DocAnnotator

Description

Input: a file in .pdf format. Output: the articles from the given pdf, with metadata (text metadata, title, authors).

Training data

Because the size of the training data is over 2 GB, it will not be uploaded to repository, so you have to manually download and copy the training data to training_data folder. In order to avoid uploading by mistake the training data, the folder training_data is present in .gitignore file. You can download all the training data from here.

Prepare environment

Windows

Download and install Node.js from here.
Download and install python 3.x from here.
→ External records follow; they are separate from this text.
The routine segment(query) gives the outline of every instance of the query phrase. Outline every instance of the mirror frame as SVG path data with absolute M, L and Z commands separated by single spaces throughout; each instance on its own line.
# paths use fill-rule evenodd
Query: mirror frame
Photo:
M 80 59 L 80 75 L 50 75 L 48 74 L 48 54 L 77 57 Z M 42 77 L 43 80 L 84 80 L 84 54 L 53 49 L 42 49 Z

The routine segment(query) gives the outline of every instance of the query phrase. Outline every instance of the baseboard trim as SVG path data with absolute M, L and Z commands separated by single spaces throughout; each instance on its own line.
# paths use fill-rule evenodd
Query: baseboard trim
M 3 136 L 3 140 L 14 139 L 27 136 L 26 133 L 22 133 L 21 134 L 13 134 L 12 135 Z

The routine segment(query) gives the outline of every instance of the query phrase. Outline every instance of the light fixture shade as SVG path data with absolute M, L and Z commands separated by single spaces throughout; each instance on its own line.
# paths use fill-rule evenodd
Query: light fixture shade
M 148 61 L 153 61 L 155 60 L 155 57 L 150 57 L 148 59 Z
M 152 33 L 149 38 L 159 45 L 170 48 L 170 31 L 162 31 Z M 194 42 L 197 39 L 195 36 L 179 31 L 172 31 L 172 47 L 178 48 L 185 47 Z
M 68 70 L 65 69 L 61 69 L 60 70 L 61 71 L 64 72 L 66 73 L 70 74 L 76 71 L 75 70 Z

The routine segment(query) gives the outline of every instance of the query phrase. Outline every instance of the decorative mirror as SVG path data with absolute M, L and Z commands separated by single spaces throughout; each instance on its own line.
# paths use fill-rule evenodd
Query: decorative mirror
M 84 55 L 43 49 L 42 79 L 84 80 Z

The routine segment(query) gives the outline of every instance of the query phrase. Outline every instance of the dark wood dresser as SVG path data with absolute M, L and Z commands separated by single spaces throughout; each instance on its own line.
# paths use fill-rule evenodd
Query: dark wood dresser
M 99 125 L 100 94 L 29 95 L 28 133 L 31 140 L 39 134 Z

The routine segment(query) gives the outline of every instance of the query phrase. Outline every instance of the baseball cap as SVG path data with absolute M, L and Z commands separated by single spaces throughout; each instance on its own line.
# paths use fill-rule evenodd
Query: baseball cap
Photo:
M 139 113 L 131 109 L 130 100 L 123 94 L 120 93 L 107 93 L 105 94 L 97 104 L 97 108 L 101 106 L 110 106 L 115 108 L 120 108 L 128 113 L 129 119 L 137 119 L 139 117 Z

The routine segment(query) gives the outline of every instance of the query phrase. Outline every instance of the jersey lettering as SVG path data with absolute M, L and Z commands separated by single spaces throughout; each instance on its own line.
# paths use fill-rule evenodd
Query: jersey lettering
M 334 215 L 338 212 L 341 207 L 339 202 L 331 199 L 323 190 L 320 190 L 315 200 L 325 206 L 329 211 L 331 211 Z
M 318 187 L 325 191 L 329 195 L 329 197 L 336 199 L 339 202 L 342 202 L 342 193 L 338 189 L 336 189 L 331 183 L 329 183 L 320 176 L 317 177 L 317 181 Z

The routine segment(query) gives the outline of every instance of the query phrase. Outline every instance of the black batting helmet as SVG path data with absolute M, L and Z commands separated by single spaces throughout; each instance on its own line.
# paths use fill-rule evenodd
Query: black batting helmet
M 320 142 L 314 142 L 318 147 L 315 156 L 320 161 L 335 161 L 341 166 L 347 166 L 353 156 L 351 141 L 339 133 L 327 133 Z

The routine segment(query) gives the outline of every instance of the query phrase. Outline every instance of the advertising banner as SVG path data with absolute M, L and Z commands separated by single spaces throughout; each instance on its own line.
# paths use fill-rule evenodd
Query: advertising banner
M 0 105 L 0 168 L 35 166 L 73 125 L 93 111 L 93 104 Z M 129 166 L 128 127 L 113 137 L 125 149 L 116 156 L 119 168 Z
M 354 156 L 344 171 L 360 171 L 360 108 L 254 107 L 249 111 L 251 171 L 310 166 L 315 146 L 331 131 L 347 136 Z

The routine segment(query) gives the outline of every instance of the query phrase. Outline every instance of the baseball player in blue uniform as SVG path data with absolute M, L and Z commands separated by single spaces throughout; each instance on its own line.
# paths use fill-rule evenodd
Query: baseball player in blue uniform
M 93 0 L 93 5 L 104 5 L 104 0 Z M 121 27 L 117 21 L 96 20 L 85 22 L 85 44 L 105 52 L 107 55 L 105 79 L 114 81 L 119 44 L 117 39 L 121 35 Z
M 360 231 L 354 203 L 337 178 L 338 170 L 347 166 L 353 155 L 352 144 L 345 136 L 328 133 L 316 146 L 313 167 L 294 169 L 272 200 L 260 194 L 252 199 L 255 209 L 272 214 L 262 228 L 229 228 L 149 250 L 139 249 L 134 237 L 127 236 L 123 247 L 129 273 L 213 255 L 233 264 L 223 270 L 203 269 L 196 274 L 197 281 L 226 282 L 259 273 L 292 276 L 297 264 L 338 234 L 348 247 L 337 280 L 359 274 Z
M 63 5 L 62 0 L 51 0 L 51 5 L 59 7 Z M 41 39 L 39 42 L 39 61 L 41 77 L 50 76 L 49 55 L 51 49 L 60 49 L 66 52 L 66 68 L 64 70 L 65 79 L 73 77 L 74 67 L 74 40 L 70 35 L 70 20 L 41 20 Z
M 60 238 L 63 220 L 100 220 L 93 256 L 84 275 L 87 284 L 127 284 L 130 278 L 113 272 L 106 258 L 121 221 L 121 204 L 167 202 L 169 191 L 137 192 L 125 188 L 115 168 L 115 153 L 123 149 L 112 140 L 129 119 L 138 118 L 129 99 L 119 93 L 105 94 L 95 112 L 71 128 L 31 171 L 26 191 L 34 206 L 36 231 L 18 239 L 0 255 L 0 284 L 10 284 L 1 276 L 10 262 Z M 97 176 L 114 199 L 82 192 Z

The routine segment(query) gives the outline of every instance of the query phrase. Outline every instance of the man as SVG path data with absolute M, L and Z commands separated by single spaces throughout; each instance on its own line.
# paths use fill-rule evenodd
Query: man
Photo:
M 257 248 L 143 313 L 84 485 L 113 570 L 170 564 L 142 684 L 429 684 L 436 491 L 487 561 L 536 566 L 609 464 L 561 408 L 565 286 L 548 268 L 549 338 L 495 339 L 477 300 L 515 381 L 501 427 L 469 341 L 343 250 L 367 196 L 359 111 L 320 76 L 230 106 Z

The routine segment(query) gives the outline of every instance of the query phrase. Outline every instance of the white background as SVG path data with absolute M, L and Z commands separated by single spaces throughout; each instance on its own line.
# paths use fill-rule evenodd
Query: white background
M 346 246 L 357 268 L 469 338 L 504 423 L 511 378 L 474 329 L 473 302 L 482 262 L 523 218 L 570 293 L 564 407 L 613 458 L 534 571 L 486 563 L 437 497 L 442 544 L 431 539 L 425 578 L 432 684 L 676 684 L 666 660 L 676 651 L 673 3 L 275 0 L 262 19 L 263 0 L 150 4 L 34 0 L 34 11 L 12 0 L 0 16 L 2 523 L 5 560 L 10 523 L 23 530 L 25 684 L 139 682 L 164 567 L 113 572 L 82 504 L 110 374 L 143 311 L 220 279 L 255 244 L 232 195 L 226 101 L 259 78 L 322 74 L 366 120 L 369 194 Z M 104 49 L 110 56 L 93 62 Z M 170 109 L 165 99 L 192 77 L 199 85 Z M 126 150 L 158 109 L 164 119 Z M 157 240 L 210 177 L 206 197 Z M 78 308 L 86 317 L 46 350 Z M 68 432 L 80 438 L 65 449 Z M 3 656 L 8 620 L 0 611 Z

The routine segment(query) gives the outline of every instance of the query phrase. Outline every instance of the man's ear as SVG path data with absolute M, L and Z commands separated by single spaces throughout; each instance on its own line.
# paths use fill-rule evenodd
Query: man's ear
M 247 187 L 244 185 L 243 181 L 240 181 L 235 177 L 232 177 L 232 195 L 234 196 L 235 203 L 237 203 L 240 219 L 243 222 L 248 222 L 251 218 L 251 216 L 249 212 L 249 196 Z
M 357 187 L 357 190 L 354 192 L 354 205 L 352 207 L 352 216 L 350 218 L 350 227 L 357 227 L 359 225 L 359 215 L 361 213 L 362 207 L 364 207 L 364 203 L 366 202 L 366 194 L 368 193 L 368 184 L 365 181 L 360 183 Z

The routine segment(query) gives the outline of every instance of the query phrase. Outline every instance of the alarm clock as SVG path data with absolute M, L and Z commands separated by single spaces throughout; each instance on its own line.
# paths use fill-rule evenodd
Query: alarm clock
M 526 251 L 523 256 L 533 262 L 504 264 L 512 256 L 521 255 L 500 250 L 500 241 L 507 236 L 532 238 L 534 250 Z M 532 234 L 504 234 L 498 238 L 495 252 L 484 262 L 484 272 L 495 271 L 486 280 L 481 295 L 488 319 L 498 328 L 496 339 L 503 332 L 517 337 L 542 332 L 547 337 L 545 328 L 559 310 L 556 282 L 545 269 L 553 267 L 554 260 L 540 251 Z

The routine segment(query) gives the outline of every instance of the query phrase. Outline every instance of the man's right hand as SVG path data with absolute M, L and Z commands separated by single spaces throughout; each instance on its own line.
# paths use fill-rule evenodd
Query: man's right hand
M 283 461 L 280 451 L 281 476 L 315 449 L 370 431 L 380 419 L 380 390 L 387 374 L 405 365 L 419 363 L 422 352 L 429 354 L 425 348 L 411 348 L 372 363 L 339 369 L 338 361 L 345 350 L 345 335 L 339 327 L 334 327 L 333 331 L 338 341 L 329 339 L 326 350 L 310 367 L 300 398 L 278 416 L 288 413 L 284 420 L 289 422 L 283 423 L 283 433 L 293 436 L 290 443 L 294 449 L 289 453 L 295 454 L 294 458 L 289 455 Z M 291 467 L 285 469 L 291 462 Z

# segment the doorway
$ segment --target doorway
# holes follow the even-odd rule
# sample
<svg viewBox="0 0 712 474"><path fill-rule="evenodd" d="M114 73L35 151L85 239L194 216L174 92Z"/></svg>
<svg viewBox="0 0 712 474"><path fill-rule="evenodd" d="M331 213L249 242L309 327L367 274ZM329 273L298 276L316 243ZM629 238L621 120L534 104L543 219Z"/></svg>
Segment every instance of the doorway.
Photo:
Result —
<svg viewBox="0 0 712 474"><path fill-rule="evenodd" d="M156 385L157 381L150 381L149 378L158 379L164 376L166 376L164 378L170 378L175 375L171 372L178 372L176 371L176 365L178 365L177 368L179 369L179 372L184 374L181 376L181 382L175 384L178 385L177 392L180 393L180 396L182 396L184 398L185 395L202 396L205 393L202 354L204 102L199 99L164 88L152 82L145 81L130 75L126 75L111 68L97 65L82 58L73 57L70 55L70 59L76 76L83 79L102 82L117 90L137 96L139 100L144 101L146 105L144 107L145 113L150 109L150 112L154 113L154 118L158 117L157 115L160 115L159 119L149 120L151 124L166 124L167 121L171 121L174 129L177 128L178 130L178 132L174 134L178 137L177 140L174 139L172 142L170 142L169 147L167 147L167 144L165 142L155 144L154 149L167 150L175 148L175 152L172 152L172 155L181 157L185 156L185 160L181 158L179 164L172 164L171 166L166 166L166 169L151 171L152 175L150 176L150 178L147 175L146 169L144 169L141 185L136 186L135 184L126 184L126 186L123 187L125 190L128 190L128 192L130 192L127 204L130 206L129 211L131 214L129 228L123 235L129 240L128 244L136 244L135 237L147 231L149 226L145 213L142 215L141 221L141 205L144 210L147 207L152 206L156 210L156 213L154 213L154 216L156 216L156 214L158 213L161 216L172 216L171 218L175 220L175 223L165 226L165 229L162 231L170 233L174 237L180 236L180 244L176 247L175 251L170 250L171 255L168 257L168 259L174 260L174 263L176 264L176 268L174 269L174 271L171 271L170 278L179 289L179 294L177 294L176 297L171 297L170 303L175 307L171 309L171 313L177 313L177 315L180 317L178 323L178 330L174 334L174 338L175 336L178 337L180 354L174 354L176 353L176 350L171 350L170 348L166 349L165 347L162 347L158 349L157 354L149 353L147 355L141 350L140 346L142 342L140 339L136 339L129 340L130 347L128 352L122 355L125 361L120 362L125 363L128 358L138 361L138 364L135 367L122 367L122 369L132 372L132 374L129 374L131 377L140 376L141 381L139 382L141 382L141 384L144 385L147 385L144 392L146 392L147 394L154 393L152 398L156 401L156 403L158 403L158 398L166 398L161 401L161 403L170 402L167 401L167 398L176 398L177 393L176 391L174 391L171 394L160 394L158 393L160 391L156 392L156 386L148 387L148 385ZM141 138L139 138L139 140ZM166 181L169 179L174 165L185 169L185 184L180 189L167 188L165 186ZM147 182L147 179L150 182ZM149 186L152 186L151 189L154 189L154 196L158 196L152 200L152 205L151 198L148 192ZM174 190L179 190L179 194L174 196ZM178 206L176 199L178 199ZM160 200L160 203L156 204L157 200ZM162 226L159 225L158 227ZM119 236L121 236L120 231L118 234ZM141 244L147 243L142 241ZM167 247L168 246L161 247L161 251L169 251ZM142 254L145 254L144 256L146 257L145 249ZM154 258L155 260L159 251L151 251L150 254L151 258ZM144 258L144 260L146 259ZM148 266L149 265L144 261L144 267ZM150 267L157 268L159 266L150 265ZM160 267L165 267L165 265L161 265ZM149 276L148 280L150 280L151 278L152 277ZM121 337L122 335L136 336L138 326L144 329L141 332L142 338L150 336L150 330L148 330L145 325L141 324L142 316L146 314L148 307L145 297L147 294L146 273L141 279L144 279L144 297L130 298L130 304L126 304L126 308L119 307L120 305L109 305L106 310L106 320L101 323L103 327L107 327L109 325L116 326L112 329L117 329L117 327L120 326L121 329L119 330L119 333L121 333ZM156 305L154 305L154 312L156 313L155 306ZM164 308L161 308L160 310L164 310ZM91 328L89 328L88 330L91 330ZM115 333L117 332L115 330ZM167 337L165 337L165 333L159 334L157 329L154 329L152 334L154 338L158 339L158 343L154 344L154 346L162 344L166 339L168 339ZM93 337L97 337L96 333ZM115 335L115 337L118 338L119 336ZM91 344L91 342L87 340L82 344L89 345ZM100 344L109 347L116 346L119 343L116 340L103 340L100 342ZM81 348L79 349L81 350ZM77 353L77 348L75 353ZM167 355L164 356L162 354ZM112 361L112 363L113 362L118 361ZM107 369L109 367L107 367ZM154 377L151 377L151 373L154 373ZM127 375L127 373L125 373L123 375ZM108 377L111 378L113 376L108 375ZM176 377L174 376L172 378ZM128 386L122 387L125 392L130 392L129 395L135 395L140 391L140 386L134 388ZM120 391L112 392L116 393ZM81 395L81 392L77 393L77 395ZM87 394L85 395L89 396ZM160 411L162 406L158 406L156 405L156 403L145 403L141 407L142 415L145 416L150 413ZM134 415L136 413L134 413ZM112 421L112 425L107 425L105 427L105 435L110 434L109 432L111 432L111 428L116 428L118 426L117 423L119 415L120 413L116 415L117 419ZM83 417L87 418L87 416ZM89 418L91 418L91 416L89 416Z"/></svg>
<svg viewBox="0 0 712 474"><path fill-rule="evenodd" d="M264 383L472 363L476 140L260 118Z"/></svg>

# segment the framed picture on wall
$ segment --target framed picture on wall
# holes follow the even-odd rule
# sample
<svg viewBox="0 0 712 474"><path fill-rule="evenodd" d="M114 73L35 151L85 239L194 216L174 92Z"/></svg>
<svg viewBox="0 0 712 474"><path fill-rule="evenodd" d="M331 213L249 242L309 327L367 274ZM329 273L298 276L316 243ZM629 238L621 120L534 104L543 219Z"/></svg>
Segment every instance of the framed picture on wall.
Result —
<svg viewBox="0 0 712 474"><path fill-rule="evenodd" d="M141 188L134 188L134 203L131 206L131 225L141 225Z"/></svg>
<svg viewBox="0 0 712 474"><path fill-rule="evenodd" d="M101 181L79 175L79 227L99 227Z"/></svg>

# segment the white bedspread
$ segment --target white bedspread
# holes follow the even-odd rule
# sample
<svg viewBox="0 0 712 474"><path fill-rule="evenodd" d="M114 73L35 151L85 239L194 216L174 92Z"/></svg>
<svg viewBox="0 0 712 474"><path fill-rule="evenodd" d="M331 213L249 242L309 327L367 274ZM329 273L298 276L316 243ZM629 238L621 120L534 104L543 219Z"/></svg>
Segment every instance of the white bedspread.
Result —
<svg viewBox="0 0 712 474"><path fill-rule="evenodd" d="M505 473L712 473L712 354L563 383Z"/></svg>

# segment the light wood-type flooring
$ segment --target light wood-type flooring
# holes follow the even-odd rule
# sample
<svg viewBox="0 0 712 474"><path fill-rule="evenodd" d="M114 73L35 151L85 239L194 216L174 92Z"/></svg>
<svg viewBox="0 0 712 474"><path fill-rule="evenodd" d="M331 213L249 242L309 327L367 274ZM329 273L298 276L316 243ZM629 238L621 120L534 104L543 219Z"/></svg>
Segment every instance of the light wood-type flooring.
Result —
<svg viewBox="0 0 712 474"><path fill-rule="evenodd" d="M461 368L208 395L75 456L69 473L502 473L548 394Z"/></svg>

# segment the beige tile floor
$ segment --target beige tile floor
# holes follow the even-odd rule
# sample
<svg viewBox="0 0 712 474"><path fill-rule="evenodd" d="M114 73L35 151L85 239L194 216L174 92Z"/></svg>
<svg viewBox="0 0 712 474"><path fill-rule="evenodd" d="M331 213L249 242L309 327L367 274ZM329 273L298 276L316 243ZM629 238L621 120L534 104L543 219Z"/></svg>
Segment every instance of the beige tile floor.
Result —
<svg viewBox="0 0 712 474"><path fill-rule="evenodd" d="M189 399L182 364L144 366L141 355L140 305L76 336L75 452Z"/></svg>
Tested version 3.6.4 (please use the same python version).
Download and install Tesseract OCR from here.
To install all dependencies for both client and server you can use: npm run install-all or npm run install-all-force (WARNING: The npm run install-all-force command will also edit the PATH System variables). We recommend the first option which means you'll need to edit the Environment variables by yourself adding a path for Tesseract-OCR to System variables -> Path:

C:\Program Files (x86)\Tesseract-OCR

Run app

Go to root directory and use one of the following commands to run the app:

Command	Effect
`npm run start`	Will start both client and server
`npm run start-newt`	Will start both client and server in new terminals
`npm run client`	Will start only the client
`npm run client-newt`	Will start only the client in a new terminal
`npm run server`	Will start only the server
`npm run server-newt`	Will start only the server in a new terminal

You should get an output similar to this:

 * Serving Flask app "doc_annotator"
 * Environment: development
 * Debug mode: off
 * Running on http://127.0.0.1:5000/ (Press CTRL+C to quit)